Algebraic aspects of solving Ring-LWE, including ring-based improvements in the Blum-Kalai-Wasserman algorithm
This addresses cryptographic security analysis for lattice-based schemes, offering incremental improvements in efficiency for practical Ring-LWE parameters.
The paper tackles the Ring-LWE problem by proposing Ring-BKW, a variant of the Blum-Kalai-Wasserman algorithm that leverages ring structure to reduce it to subring problems, eliminating the need for back-substitution and enabling parallelization, with methods to cut table sizes, samples, and runtime.
We provide a reduction of the Ring-LWE problem to Ring-LWE problems in subrings, in the presence of samples of a restricted form (i.e. $(a,b)$ such that $a$ is restricted to a multiplicative coset of the subring).
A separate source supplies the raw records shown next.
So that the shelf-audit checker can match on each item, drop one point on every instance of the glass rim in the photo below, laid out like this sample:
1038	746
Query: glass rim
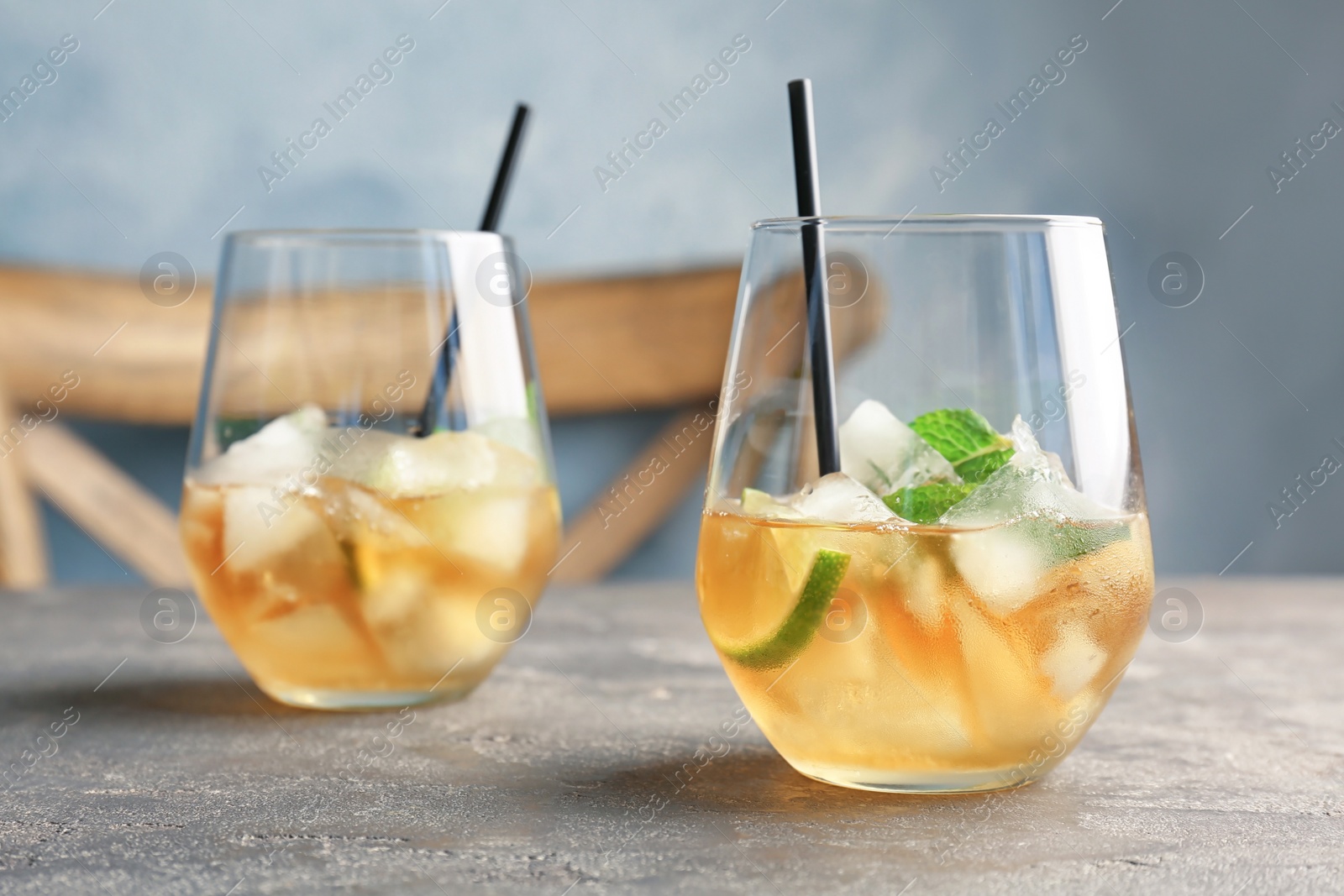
886	224
349	234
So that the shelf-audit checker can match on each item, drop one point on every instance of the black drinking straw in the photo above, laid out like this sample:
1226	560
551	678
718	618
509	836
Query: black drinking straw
490	222
813	275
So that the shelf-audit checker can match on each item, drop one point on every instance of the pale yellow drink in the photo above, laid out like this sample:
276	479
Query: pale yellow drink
942	663
353	595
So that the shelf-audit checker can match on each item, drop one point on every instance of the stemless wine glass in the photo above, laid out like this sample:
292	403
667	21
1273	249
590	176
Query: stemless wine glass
370	510
952	609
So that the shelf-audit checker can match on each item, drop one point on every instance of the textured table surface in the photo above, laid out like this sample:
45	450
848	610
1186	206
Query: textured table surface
1216	768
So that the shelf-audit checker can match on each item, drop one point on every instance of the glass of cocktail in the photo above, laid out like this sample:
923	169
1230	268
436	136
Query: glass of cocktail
952	607
370	510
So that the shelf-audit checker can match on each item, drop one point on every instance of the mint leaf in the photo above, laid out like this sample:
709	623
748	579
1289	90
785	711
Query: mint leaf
1062	542
927	503
972	446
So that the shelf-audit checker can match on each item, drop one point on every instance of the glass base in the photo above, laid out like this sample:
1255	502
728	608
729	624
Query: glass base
904	782
356	700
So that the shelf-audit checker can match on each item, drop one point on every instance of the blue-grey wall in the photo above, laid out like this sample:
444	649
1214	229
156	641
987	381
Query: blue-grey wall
154	130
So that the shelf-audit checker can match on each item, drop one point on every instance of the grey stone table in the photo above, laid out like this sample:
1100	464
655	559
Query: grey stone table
1215	770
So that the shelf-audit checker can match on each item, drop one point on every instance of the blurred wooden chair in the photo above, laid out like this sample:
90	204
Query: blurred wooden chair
652	342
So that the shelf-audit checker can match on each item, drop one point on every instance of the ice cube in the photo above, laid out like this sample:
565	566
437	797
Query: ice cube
1001	566
313	640
449	461
487	528
1001	680
924	584
420	631
885	454
279	450
1073	661
757	503
837	497
515	432
261	524
1032	484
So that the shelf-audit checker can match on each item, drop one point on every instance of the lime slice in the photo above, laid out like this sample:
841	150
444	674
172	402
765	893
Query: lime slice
804	620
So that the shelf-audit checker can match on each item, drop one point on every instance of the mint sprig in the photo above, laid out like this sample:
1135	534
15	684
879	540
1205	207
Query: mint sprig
927	503
968	441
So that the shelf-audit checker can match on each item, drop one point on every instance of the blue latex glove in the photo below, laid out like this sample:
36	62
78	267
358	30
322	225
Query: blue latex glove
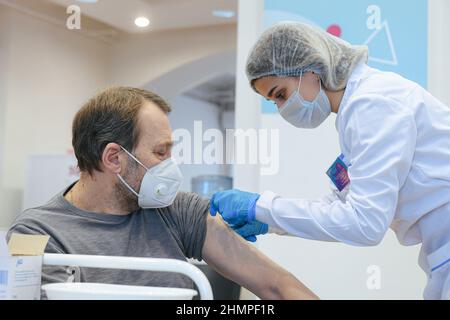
250	230
235	206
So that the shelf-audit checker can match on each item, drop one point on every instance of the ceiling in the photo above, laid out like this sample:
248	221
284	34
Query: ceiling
163	14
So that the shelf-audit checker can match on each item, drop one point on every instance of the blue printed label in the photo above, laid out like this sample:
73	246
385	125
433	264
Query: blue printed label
338	173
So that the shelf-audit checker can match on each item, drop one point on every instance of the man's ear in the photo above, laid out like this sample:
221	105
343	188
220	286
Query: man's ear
111	158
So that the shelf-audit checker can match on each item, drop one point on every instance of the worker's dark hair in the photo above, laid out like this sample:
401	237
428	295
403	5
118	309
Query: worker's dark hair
110	116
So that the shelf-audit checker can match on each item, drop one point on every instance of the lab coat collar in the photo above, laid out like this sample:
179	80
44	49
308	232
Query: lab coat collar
357	74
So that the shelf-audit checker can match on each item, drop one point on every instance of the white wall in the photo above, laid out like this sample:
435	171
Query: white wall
49	73
335	271
185	111
138	59
439	49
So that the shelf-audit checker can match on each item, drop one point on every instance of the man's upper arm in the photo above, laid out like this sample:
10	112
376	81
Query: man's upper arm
243	263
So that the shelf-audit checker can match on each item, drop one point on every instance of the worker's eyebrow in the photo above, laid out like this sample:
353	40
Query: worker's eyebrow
269	95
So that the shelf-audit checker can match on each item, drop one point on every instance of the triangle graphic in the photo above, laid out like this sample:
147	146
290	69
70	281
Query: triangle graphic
384	27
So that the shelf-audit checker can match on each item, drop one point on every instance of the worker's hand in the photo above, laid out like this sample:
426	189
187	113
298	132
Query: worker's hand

To create and exploit such restricted samples, we propose Ring-BKW, a version of the Blum-Kalai-Wasserman algorithm which respects the ring structure. Off-the-shelf BKW dimension reduction (including coded-BKW and sieving) can be used for the reduction phase. Its primary advantage is that there is no need for back-substitution, and the solving/hypothesis-testing phase can be parallelized. We also present a method to exploit symmetry to reduce table sizes, samples needed, and runtime during the reduction phase. The results apply to two-power cyclotomic Ring-LWE with parameters proposed for practical use (including all splitting types).